改めて思えば、ミクに言ったロマンティック云々はあの時のことがあって出た言葉なのかもしれないな なんて思う。
仕事で幾人とも体を重ねて来たけれど、どんなに塗り重ねたとしても自分の根底にあるのは和歌とのことなのだと思うと……
「どう思ったらええんかな」
ぐずぐずと胸の内でくすぶり続ける想いはいまだに燃えている。
彼との記憶をオレは嬉しいと感じればいいのか、それともいまだに未練があるのかとうんざりとすればいいのか……

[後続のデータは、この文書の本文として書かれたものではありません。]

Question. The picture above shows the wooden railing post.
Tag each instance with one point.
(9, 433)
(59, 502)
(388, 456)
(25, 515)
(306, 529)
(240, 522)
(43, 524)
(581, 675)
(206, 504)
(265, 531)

別にいつまでもおぼこいことをいうつもりはない、ないけれどそれでも和歌がここで情報を集めろと言った言葉に逆らえない自分がいる。
うまい具合に、捨てられたのだと知っている自分がいる。
けれど、和歌の言葉を信じている自分もいる。
とっくに諦めて当然だと思うのに、和歌の言葉を忘れてしまおうとした自分を、腹の奥のじくじくとしたナニかが責め立ててくる。
それがあるからいつまで経っても踏ん切りがつかなくて……
「 みなわ」
待合室の隅で座り込んでいたオレに声がかけられて、事務所から小金井が手招いた。
嫌な呼び出し方だ。
これで呼び出されていい話だったことがない。
「なんです?」
「今月末、お客様がお呼びだ」
天気の話もなしに突然切り出された言葉にひくりと肩が跳ねた。
「は?」
「いつもの、だよ」
黒くて長い前髪の隙間から覗く目は弧を描いている。